Pour se soigner, prévenir…
Pour les personnes qui se savent sujettes à la dépression saisonnière, le mieux est encore de tout faire pour éviter l’apparition des symptômes. "L’idée, si on le peut évidemment, c’est de recadrer son rythme de vie pour faire en sorte d’avoir plus de lumière dans la journée. Ça peut être se lever plus tôt, aller en marchant au travail, se mettre dès que possible à la lumière. En fait, faire le maximum pour augmenter l’exposition à l’ensoleillement", explique Eric Charles. Les activités physiques d’extérieur, les promenades, le sport, sont autant de moyens d’essayer de prévenir la maladie.
"On conseille même ceux qui le peuvent de partir une semaine ou deux, dans des régions plus ensoleillées", affirme le psychiatre. Il existe en effet un vrai rapport entre la latitude et la prévalence et de la maladie. En clair, les Lillois sont statistiquement plus sujets au TAS que les Marseillais.
…ou guérir, grâce à la luminothérapie
"Par contre, quand la maladie est déclarée, on est obligé de la traiter", assure Eric Charles. Et pour le coup, il existe un traitement indolore et efficace. "Pendant longtemps, on l’a fait par le biais d’antidépresseurs, mais de plus en plus, la luminothérapie s’impose", explique le psychiatre. Il faut dire qu’elle est nettement moins coûteuse et plus efficace. "Là où on prescrit un traitement de six mois pour des médicaments, une cure de lumière de deux semaines peut largement suffire pour sortir du TAS."

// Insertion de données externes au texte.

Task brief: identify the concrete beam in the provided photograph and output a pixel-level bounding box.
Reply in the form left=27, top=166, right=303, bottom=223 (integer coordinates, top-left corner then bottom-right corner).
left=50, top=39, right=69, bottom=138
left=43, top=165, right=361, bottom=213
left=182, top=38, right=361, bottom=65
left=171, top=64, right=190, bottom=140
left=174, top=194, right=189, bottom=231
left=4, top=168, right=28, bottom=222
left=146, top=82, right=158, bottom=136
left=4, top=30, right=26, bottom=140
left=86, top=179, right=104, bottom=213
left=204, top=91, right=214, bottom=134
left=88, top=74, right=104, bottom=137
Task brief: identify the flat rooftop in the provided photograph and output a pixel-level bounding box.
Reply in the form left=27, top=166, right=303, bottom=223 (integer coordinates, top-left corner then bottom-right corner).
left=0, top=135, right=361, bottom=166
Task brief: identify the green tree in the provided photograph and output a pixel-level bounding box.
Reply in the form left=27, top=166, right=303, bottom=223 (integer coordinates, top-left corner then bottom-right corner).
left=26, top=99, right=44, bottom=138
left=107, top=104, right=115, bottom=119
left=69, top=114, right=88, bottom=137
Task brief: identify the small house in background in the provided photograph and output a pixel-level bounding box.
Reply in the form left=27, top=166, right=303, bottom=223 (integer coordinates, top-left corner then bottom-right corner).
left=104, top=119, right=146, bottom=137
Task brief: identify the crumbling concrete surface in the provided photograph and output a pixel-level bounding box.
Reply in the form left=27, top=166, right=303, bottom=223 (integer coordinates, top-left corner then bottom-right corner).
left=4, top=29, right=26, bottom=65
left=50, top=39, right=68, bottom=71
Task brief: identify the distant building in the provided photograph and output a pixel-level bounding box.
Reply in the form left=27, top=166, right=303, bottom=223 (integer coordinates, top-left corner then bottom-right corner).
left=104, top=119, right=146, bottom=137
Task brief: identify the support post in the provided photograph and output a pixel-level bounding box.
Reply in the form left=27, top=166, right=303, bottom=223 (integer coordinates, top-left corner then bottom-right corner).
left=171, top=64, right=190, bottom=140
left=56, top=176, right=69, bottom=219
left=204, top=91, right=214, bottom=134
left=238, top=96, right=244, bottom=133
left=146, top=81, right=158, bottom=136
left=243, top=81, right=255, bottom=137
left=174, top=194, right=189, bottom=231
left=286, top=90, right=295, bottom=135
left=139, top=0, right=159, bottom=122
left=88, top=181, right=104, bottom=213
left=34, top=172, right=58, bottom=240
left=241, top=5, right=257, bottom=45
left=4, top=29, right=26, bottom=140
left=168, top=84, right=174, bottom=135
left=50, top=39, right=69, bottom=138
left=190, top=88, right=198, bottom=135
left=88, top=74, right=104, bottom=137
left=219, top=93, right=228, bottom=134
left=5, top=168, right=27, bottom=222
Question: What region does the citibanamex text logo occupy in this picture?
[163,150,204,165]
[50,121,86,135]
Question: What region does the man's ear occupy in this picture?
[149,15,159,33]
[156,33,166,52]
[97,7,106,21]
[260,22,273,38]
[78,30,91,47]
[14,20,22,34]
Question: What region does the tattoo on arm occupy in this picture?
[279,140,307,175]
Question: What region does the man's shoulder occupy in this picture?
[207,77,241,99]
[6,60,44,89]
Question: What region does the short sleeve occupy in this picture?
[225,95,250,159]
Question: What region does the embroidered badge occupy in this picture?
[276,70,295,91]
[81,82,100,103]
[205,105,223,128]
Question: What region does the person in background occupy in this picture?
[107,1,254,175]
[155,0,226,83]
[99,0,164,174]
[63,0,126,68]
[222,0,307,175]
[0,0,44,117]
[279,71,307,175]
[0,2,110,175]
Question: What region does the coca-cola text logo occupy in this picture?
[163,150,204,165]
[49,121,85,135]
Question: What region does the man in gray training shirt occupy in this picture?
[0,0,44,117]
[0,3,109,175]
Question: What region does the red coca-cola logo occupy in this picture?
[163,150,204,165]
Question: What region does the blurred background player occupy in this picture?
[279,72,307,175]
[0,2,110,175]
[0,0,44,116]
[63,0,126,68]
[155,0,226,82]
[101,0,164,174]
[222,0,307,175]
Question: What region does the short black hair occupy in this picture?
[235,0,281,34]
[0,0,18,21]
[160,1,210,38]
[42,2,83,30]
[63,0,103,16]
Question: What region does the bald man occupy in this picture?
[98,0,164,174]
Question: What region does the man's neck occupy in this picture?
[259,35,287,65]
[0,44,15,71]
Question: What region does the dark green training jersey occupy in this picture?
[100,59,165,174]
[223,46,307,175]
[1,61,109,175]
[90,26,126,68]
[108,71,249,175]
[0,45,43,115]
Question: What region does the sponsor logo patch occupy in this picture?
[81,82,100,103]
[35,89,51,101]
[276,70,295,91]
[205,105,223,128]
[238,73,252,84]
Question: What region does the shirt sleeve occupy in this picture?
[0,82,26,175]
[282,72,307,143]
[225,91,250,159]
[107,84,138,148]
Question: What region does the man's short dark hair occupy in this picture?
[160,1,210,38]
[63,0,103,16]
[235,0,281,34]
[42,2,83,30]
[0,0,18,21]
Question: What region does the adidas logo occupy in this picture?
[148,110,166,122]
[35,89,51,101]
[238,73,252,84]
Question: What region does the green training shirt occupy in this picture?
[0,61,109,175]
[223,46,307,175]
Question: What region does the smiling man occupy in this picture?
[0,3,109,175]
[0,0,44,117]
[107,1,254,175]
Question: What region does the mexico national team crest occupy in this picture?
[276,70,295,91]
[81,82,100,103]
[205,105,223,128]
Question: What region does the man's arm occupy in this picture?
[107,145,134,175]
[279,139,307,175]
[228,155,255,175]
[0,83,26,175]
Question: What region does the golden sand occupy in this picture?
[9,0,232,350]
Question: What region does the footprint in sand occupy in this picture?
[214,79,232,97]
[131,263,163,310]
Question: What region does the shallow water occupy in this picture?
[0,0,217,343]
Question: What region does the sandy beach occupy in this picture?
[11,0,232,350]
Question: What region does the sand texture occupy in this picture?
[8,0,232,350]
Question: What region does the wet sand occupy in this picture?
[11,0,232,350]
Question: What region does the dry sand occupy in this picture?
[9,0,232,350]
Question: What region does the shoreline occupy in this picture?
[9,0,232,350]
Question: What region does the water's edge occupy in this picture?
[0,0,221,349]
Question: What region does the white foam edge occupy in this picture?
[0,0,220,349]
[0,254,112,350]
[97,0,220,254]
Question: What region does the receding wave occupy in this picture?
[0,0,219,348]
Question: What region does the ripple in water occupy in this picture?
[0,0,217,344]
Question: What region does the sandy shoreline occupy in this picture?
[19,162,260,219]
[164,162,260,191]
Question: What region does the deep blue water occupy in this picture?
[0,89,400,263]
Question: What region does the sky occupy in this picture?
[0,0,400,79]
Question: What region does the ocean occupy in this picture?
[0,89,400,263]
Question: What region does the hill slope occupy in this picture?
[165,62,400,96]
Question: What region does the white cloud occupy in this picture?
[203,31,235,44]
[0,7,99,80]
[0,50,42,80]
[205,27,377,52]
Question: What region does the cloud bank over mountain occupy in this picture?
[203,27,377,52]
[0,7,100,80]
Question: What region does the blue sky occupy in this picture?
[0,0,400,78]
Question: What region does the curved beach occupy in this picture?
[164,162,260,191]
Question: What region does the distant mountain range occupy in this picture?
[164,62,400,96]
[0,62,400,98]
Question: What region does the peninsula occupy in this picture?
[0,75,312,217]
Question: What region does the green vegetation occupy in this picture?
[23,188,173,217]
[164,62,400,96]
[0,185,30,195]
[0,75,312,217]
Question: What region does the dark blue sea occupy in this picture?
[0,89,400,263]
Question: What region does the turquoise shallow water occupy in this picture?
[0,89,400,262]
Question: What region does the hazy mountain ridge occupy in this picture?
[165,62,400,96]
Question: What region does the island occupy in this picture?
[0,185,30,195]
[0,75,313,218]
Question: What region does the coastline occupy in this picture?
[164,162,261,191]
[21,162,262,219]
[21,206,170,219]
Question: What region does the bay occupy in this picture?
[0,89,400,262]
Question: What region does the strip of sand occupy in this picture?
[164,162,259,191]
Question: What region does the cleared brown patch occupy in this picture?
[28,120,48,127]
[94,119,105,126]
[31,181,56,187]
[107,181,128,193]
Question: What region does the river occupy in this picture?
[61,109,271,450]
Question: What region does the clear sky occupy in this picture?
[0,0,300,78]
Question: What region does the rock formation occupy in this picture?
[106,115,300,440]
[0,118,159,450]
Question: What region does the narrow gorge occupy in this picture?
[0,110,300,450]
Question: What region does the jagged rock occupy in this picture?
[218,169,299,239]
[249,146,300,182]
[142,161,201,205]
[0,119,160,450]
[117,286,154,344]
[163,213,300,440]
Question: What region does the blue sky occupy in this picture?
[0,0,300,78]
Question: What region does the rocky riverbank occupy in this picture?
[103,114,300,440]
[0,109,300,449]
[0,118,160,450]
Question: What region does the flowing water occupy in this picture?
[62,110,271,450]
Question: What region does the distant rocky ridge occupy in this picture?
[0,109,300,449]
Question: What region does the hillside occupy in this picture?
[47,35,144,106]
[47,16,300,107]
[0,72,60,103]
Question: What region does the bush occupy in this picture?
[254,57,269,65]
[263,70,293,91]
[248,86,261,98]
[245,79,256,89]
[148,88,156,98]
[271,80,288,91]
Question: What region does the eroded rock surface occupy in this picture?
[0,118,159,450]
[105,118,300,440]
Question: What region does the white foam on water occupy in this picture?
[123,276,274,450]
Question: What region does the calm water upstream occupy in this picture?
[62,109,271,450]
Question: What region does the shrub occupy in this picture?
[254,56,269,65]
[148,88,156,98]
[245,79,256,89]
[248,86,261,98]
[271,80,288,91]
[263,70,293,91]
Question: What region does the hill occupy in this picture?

La luminothérapie consiste à s’exposer quotidiennement, le matin principalement, pendant au moins trente minutes, à une forte intensité lumineuse, de l’ordre de 10.000 lux. A titre de comparaison, les ampoules qui se trouvent chez tout un chacun n’excèdent pas quelques centaines de lux. Il convient donc de fréquenter des lieux équipés, voire de s’équiper soi-même." Les lampes de luminothérapie sont devenues aujourd’hui nettement plus abordables", assure Eric Charles.
Peut-on être victime d’un TAS sans le savoir ?
La maladie est encore largement méconnue en France. Selon les études, la prévalence du TAS oscille entre 0,4% et 10% de la population touchée, à des degrés divers. Une chose est sûre : "la maladie est très largement sous-diagnostiquée", regrette le psychiatre Eric Charles. "On a longtemps pu penser que c’était la norme, qu’on allait moins bien en automne et en hiver, que c’était comme ça. Mais il peut y avoir des épisodes sévères. C’est pour ça qu’on essaye d’informer, pour que la maladie soit plus connue", insiste le médecin.